Disagree. Could name two dozen quickly, and I'm sure there's plenty more. Most seem to have limestone influence, though, and being from Westmoreland/Tioga you're not really in the right area.
I have had many days when the conditions seemed perfect but for what ever reason the Sulphurs or Tricos didn't show at all or didn't show enough to matter.
Pretty rare, IMO, without explanation. There are plenty of times where I'm not sure if they'll show, meaning there's a reason they may not (usually weather related, meaning a storm that may or many not have put things off). Though knowing, for instance, that March Brown spinners come 3+ days after they hatch, but tricos the day after, means a lot. It means for MB spinners, any major storm in the last few days could derail them, and you need a fairly long period of stable weather. For trico's, just so it didn't storm that morning, you're good.
Also many days when the bugs were on the water and the fish didn't seem to care.
Agreed, and I acknowledged that the fish's response to the bugs is much harder to predict. I still try, but my accuracy rate is MUCH lower.
Most of the other hatches last about a week max, living two hours away from a stream with good hatches and having to work for a living means I have to be very lucky to be on the stream when the bugs are anywhere near their peak and the fish are actually on them
Most last well over a week.
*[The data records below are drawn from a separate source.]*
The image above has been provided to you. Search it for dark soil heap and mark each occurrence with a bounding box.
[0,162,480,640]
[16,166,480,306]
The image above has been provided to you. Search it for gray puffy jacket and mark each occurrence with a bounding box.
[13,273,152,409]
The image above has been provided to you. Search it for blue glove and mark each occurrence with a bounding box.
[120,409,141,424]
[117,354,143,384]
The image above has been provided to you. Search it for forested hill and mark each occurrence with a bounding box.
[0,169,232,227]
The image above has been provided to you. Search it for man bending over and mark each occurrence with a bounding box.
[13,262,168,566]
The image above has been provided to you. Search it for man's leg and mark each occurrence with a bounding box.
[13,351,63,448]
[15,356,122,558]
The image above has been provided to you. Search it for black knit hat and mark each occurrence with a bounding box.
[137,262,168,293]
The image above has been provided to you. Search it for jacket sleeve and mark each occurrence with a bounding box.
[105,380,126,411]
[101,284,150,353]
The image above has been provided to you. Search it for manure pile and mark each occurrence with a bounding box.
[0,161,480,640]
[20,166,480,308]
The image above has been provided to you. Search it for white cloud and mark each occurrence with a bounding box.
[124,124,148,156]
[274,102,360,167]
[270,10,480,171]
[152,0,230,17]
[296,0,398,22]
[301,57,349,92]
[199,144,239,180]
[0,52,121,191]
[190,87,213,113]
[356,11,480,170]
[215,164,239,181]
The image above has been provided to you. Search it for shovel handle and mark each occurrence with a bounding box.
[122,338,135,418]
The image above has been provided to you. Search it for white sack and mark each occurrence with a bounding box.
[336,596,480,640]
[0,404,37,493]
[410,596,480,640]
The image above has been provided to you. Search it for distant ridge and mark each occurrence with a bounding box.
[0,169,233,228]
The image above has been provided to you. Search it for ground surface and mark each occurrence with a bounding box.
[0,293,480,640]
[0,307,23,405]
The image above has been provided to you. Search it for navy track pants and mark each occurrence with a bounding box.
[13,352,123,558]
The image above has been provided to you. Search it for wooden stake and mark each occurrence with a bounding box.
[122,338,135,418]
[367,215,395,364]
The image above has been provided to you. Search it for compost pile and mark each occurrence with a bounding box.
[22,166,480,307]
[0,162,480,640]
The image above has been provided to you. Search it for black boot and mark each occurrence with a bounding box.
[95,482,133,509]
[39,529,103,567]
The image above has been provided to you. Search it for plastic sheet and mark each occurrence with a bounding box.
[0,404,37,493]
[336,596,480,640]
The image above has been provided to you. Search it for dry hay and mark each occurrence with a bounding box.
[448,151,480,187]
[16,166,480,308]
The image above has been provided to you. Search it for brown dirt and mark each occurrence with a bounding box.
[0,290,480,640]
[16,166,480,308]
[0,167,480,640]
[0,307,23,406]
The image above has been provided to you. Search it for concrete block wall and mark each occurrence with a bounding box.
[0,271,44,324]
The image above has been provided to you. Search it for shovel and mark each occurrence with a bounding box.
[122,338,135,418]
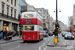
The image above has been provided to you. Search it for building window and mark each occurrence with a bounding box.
[2,4,4,14]
[7,6,9,16]
[47,16,48,18]
[43,12,45,14]
[14,0,16,6]
[43,23,46,27]
[11,8,13,17]
[14,10,16,18]
[43,16,45,18]
[11,0,13,4]
[43,19,45,22]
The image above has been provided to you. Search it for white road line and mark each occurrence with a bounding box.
[39,43,45,50]
[9,45,21,50]
[1,43,10,45]
[44,46,47,50]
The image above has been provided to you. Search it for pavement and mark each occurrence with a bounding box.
[0,36,22,44]
[47,34,67,47]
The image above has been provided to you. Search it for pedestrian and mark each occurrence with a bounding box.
[16,31,18,36]
[0,31,3,40]
[12,30,16,37]
[3,28,7,39]
[8,30,12,40]
[20,30,22,37]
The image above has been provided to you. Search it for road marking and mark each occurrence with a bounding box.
[44,46,47,50]
[9,45,21,50]
[39,43,45,50]
[9,43,27,50]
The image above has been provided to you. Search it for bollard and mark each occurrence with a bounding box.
[54,35,58,44]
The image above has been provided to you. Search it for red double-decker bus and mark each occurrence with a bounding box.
[20,12,43,41]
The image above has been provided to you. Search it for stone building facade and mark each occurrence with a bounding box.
[0,0,20,31]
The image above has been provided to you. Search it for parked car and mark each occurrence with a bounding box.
[43,31,48,37]
[72,32,75,37]
[64,32,74,40]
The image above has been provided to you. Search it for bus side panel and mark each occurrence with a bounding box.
[22,31,38,41]
[39,31,43,39]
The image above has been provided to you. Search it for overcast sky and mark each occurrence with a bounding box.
[26,0,74,25]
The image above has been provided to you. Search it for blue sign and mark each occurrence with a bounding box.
[55,36,57,38]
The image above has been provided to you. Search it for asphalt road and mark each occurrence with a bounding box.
[0,36,75,50]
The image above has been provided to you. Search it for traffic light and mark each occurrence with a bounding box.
[19,27,21,29]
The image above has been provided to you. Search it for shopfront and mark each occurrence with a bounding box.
[3,21,9,31]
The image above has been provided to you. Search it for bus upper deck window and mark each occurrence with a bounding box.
[24,14,33,18]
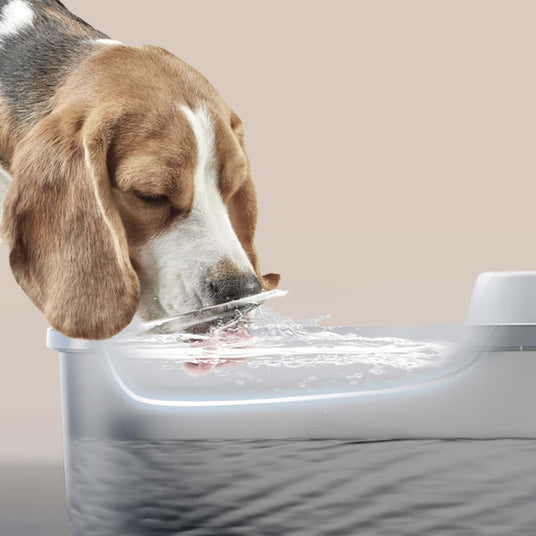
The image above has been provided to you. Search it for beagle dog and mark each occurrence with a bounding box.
[0,0,279,339]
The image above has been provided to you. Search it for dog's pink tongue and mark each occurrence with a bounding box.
[184,327,253,376]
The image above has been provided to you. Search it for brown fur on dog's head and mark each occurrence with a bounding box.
[2,47,278,339]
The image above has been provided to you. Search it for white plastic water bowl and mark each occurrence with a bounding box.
[48,272,536,440]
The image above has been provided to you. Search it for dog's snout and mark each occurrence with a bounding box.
[210,276,262,304]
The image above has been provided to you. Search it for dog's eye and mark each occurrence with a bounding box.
[133,190,169,205]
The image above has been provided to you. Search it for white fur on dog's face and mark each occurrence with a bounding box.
[139,106,255,319]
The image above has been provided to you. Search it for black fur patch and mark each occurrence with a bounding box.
[0,0,107,124]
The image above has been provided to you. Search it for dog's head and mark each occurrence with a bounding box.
[2,46,278,339]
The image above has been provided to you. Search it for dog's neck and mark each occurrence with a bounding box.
[0,0,106,163]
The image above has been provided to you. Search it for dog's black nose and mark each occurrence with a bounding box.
[210,276,262,304]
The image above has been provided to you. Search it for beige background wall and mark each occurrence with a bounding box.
[0,0,536,460]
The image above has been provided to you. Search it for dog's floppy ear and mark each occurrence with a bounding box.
[2,107,140,339]
[229,173,281,290]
But yeah, as I said what is difficult is having the time to research it, peruse reports, call fly shops, and be able to pick up and go wherever you need to go whenever you need to be there. Given time and total freedom, a little knowledge can put you on hatches anytime you wish. Time isn't an easy thing to get.
In your situation, you have to be able to plan days if not weeks ahead, go, and hit it perfect on your first shot. That isn't so easy.
But even if you get a multi-day trip, I usually find I'm onto things by about day 3. From there I could probably hold myself on a hatch every day until a weather system comes through that's massive enough to shake things up everywhere. Then it's a couple more days of figuring things out.
Bug X starts on stream A, then starts on stream B, then starts on stream C.
By the time bug X is starting on stream C, bug Y is about to start on stream D.
All you need is a few days to figure out exactly where you are in this whole cycle and the rest falls into place.